# are piranha illegal in connecticut



## David Brown

well i am thinking about ordering some red belly piranha. When i look to see if they are illegal i get both yes and no answers can someone please let me know if they are illegal in connecticut


----------



## jaceh14

i'm pretty sure that it is legal to have them in all of the northern states... not 100% on that one... pretty much they're illegal if they can survive all year round in the lakes/rivers/ect...

jace


----------



## hastatus

> No permit is required to import common aquarium species.
> It is illegal to release any aquarium fish into public or private waters.
> Possession or importation of a number of fish species is prohibited. These prohibited species include piranha, walking catfish, black, silver & bighead carp, gizzard shad and all species of the family Channidae (snakeheads).
> For further information and a complete listing, contact Inland Fisheries at 860-424-3474.
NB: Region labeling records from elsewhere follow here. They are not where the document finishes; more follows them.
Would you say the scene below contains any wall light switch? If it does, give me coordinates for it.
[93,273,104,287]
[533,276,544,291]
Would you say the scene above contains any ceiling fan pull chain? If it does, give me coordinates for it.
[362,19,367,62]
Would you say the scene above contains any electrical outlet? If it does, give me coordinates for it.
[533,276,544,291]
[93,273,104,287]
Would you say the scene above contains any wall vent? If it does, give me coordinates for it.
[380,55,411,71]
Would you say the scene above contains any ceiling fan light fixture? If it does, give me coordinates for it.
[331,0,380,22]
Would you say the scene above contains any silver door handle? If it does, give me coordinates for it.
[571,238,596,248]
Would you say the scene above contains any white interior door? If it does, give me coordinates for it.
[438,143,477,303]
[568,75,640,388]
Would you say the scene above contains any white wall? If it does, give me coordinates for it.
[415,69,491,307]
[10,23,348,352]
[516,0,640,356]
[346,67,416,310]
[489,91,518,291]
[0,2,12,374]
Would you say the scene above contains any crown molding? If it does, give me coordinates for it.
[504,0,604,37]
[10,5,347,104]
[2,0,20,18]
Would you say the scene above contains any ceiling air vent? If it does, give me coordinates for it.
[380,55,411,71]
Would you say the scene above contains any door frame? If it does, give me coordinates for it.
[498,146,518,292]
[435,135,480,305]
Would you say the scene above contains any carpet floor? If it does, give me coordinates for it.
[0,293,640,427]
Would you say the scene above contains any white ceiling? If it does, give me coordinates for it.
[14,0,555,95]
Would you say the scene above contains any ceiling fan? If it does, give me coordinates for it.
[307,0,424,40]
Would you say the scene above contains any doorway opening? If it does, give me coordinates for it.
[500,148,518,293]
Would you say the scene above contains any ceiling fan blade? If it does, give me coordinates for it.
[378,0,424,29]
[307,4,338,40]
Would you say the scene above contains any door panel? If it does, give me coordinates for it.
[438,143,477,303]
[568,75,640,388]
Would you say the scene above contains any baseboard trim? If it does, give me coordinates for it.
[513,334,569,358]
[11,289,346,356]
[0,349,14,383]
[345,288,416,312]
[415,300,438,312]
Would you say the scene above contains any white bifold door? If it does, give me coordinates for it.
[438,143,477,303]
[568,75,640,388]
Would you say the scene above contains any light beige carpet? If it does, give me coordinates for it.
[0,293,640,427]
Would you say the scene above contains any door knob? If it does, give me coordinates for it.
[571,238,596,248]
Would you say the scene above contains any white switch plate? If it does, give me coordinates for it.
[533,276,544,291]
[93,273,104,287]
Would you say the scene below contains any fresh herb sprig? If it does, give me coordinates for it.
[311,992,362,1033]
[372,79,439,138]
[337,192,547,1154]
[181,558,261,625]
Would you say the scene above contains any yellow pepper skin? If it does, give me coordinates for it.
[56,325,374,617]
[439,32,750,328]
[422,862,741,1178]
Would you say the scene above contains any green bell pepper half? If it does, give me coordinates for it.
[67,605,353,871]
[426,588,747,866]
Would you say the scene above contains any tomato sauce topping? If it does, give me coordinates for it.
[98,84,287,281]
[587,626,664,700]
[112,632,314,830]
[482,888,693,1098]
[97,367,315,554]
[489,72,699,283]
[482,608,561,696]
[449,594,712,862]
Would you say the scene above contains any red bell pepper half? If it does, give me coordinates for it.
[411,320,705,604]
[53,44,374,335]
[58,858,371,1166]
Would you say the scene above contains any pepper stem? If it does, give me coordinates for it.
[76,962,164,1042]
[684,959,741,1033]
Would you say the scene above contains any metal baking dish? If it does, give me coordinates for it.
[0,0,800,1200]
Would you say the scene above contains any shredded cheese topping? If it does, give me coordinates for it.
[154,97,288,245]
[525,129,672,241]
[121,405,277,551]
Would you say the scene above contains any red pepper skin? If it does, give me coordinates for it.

You might want to check that listing to see what genus is prohibited.


----------



## ChilDawg

You can't say that about all the northern states, unfortunately. I know Mass. is illegal and Oregon tried to make them illegal at one point, too.


----------



## mike123

i think there is a map on this site that shows where its legal and illegal, ill look for ya

http://www.piranha-fury.com/information/article.php?id=38
i think they are illgal in CT, but if you live close to RI you can probably drive there and get some.


----------



## David Brown

mike123 said:


> i think there is a map on this site that shows where its legal and illegal, ill look for ya
> 
> http://www.piranha-fury.com/information/article.php?id=38
> i think they are illgal in CT, but if you live close to RI you can probably drive there and get some.


well i guess they are not illegal i ordered 5 and i will be receiving them in the am


----------



## hastatus

There is legislative paperwork that prohibits genera Pygocentrus spp and Serrasalmus spp.

From the date of the work its 2005. Whether or not it passed or was effective on a prior date, I don't know and didn't research it further since you are getting your fish.

From the wording, its legal to possess Pristobrycon and Pygopristis.


----------



## David Brown

thanks all for the quick response's


----------



## Malok

good luck with your fish and welcomer to p-fury


----------